Washington Works To Slow Merger Train

A recent spate of corporate 'megadeals' is shaking the dust off US antitrust laws.

The trust-busting fervor of Teddy Roosevelt's day isn't exactly back - but today government regulators are once again swinging the big stick of US antitrust laws.

Lockheed Martin Corp.'s purchase of Northrop Grumman is only the latest corporate megadeal to face Washington opposition. In recent days federal lawyers have blocked two drug-firm mergers, questioned Compaq Computer's acquisition of Digital Equipment, Corp., and subpoenaed MCI for information about its planned marriage to WorldCom Inc.

Then there's the Justice Department challenge to some of Microsoft's bare-knuckle business tactics. That's a fight that could develop into the government's biggest antitrust case since spats were fashionable.

The pace of business agglomeration is one reason for the new enforcement atmosphere. Last year, the US economy saw a record $1 trillion worth of mergers. The nature of these marriages can be an issue, as well. Many now occur within the same industry, lessening the number of domestic competitors.

And the political context of antitrust has changed. Justice and the Federal Trade Commission are full of eager Clinton appointees armed with new enforcement theories.

"There certainly has been a greater interest in the last 5-1/2 years in finding [antitrust] cases to win," says Robert Crandall, an economics fellow at the Brookings Institution here. "But that doesn't seem to be slowing down mergers."

Case in point: the defense industry.

Lockheed Martin and Northrop Grumman officials were surprised last weekend when the Pentagon expressed some displeasure with their merger, currently set for consummation in late April. For years, the Department of Defense had been telling defense contractors that given the downsized military of the late '90s, consolidation was their only option. Thus Lockheed and Northrop thought their action was, in essence, doing the government's bidding, especially in light of the fact that they predicted $1 billion in savings to their Pentagon customer due to increased business efficiencies.
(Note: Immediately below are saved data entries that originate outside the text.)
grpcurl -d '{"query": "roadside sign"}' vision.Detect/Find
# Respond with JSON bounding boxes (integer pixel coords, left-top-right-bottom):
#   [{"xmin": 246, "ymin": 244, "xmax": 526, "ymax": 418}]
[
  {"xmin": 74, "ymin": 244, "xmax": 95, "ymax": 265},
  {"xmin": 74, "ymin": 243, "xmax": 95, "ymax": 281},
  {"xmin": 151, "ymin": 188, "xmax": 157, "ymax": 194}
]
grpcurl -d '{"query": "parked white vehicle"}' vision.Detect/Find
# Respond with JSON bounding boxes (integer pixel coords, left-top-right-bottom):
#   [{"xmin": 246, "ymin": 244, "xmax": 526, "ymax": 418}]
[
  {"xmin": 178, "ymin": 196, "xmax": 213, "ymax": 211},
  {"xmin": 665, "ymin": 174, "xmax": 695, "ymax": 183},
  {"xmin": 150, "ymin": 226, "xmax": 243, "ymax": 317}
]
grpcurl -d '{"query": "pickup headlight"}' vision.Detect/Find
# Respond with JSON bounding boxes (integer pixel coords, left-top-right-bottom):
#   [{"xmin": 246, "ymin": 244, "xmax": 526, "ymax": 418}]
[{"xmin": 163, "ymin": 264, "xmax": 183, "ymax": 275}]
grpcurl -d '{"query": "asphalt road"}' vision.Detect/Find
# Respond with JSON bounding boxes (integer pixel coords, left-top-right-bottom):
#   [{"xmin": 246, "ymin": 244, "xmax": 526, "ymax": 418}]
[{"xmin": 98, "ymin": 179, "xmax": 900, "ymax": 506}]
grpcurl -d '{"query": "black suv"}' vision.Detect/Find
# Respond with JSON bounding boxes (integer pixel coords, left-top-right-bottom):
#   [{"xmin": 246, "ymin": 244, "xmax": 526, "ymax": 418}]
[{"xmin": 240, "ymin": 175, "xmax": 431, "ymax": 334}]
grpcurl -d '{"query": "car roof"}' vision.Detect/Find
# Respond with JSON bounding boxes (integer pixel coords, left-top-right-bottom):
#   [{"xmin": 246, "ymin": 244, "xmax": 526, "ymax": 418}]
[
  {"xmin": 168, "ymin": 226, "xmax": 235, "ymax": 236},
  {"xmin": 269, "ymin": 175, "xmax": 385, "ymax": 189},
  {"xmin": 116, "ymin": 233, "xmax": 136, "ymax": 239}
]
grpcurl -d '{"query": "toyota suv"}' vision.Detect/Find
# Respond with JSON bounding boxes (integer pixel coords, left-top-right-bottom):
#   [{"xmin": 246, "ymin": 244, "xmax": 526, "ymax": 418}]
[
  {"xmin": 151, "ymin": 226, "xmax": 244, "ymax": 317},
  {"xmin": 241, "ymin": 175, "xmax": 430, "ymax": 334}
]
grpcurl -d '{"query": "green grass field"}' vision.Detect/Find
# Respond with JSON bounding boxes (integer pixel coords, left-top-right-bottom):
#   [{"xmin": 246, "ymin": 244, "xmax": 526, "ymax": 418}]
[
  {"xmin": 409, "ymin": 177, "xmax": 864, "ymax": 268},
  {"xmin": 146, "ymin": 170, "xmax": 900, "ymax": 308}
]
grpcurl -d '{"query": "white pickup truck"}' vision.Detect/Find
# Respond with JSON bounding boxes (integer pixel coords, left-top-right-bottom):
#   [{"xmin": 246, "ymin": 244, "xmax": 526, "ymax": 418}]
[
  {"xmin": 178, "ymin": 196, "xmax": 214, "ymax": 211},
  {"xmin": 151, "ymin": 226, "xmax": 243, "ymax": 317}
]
Now defense officials are concerned that concentration in the weapons business may stifle innovation and raise prices in the future. They may insist that the new firm divest itself of significant assets as the price of winning regulatory approval.

But even if Lockheed/Northrop sells off chunks of its military electronics business, for instance, defense will still be dominated by a handful of big firms that are the result of a frenzied five years of merging: Boeing/McDonnell Douglas, Raytheon/Hughes, etc.

"This is a case of moving to close the barn door after the horses are over the hill and into the dale," says James Brock, an antitrust expert at Miami University, Ohio.

Defense isn't the only business where US regulators now feel there may soon be too few competitors. They're concerned about the rapidly consolidating phone industry, among others.

The planned $37 billion MCI/WorldCom merger would be the biggest in business history, after all. The new firm would control at least 50 percent of Internet traffic in the US, and 25 percent of the nation's long-distance business. Justice officials are weighing whether the merger would have negative effects on smaller Internet providers.

And regulators have resorted to the courts to stop concentration in drug wholesaling. The FTC has rejected two $2 billion-plus mergers among drug firms, saying they would leave the industry with three major players which among them would control 80 percent of the prescription drug market.

All this represents a big change from the Reagan and Bush eras. Back then free-market theory reigned.

Now regulators are enamored of so-called "feedback theory" economics. This holds that in today's high-technology age it has become easier to use a monopoly in one aspect of business to gain a similar position in another one. The feedback theory posits that it would be easy to take a commanding advantage in computer operating systems and bend it to lead in Internet commerce.

The government's scrutiny of Microsoft's actions may hinge on such thinking, though some experts say technology markets are more complicated than the picture feedback theory paints.

In any case there is no denying that antitrust enforcement has been more aggressive of late. "The Clinton people are more enforcement-oriented than the Bush people were," notes Michael DeBow, a former antitrust official who is now a professor at the Cumberland School of Law at Samford University in Birmingham, Ala.